New Bill to Amend the Reintegration Obligation for Small and Medium-sized Employers

On Friday, October 13, 2023, the Bill to amend the Reintegration Obligation in the Second Year of Illness for Employees of Small and Medium-sized Employers (in Dutch: “Wetsvoorstel tot wijziging van de re-integratieverplichting in het tweede ziektejaar bij werknemers van kleine en middelgrote werkgevers”) was opened for consultation.

The purpose of the Bill is to give small and medium-sized employers more flexibility and clarity. This is achieved by giving small and medium-sized employers the option to focus exclusively on second-track reintegration with another employer from the second year of illness and to proceed to sustainable replacement.

The proposed effective date of this Bill is not yet clear. The online consultation will remain open until November 24, 2023, and any adjustments to the proposal can be made thereafter.

Current reintegration obligation

When an employee becomes sick, the employer is obliged to continue paying at least 70% of salary for 104 weeks. During this period, the employer is expected to do what is reasonably possible to reintegrate the employee into suitable work. The focus here is to have the employee return to his own position with the employer (first track). In addition, the employer (usually from the second year of illness) can also focus on reintegration with another employer (second track). Both tracks should run in parallel. If the employer tries to reintegrate the employee in the second track this does not relieve the employer of the obligation to return within the own organization.

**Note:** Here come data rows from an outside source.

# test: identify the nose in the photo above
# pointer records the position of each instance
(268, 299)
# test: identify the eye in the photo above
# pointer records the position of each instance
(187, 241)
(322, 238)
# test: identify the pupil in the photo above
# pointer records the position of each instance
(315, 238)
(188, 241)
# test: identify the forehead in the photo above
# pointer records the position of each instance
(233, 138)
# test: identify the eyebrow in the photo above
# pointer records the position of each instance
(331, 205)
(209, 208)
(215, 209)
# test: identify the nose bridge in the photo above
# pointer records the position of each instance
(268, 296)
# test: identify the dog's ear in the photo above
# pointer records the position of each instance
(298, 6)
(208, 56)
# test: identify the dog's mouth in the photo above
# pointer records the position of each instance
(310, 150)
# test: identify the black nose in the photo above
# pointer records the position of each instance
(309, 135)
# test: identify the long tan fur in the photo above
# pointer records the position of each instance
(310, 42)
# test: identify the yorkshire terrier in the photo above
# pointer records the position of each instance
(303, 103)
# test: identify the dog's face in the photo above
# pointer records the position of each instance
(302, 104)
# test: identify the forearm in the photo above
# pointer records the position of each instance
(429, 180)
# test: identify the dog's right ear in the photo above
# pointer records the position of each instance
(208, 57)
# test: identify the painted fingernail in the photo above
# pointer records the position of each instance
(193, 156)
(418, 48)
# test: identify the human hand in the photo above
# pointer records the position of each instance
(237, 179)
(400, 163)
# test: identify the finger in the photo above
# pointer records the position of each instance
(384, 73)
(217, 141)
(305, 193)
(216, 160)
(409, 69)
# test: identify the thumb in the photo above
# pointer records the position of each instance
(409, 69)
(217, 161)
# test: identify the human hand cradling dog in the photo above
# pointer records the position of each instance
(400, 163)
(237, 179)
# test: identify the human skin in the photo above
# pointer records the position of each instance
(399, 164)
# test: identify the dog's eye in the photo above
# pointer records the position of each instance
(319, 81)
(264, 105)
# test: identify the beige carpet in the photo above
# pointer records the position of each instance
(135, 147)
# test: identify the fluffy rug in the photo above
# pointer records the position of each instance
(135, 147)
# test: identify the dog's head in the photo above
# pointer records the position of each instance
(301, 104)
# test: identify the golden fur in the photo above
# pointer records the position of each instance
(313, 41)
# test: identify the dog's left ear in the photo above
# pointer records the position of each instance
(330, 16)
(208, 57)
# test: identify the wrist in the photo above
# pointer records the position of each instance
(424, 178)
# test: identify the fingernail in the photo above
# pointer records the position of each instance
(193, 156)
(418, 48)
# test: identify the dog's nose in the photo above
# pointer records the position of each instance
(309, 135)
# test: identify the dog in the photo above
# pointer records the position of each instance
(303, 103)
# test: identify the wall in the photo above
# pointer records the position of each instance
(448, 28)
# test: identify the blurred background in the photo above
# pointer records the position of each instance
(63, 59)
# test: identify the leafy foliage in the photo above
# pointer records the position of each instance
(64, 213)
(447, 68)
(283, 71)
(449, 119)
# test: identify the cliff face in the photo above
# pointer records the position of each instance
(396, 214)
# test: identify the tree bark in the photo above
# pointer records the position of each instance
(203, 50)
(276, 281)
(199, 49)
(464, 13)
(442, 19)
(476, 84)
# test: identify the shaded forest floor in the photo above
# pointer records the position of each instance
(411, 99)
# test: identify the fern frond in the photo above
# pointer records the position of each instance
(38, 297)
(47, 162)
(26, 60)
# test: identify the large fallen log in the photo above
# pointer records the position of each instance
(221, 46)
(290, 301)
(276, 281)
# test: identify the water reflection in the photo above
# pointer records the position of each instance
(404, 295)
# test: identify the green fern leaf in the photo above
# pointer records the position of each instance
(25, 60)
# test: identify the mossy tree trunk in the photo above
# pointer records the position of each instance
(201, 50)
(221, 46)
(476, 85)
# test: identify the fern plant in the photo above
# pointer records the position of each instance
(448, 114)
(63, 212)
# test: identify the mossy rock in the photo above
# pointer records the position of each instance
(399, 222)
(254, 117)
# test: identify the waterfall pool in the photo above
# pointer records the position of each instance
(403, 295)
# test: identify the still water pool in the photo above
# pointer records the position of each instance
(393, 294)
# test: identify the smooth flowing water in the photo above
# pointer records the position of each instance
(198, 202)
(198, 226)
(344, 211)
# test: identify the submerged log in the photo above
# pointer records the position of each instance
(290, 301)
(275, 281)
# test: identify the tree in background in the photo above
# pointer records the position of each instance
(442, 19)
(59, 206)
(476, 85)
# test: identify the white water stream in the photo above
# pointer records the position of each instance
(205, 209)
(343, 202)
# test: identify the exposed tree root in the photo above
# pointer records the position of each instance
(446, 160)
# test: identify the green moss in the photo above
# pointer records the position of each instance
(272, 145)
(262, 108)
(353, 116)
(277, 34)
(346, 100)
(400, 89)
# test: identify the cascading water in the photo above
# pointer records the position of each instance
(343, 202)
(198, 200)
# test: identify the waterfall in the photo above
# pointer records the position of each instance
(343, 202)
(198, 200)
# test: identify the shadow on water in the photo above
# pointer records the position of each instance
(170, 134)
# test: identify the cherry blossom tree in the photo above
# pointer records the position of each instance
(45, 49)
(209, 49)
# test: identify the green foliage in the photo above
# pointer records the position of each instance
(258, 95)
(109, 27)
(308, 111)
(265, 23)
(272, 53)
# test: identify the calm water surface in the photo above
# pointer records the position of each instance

After two years of illness, the employer can submit a request for dismissal to the Employee Insurance Administration Agency (in Dutch: UWV). This will assess, among other things, whether the employer has fulfilled its reintegration obligations. If the UWV is of the opinion that the employer has not made sufficient efforts, the UWV can impose a wage penalty. This prolongs the duration during which salary payments must be sustained and the restriction on employee terminations remains in effect.

If the employee recovers before two years of illness, he is entitled to return to his own position. This gives small and medium-sized employers a lot of uncertainty because they cannot hire a permanent replacement at this position during the period of illness. After all, the job must be available again when the sick employee recovers.

What will change?

The proposed Bill provides that small and medium-sized employers will be allowed, from the beginning of the second year of illness (no earlier and no later), to focus exclusively on reintegration in the second track (external). This requires that the employer has met the conditions for closing the first year. In addition, the employee must agree to this (in writing). This consent must be given no later than the end of the first year of illness. Here the parties can make joint agreements. In the absence of consent, the employer must request permission from the UWV no later than in the 42nd week of illness.


If adopted, the bill has the consequence that the employer no longer needs to keep the employee’s job available from the second year of illness. The employer may subsequently hire a replacement in the position of the sick employee. If the employer has hired a replacement for the sick employee during the second year of illness and the sick employee recovers, the employer does not have to offer that job again to the recovered employee.

However, the employer is required to continue paying the wages of this employee up to and including the 104th week from the first day of illness. The employer must also continue to make efforts to redeploy the employee to another employer through the 104th week.  If after 104th weeks the employee is not back at work, the employer can apply to the UWV for a dismissal permit. For this purpose, a new reasonable ground for dismissal is introduced within the dismissal system, to which small and medium-sized employers can appeal in case of completed reintegration in the first track, the j-ground. Here, as with the other grounds for dismissal, the employer must be able to demonstrate that there are no possibilities for reassignment.

Finally, the Bill also means that the employer no longer needs to have the employee reintegrated into the employer’s organization. However, both the employer and the employee must continue to make efforts to reintegrate the employee with another employer during the second year.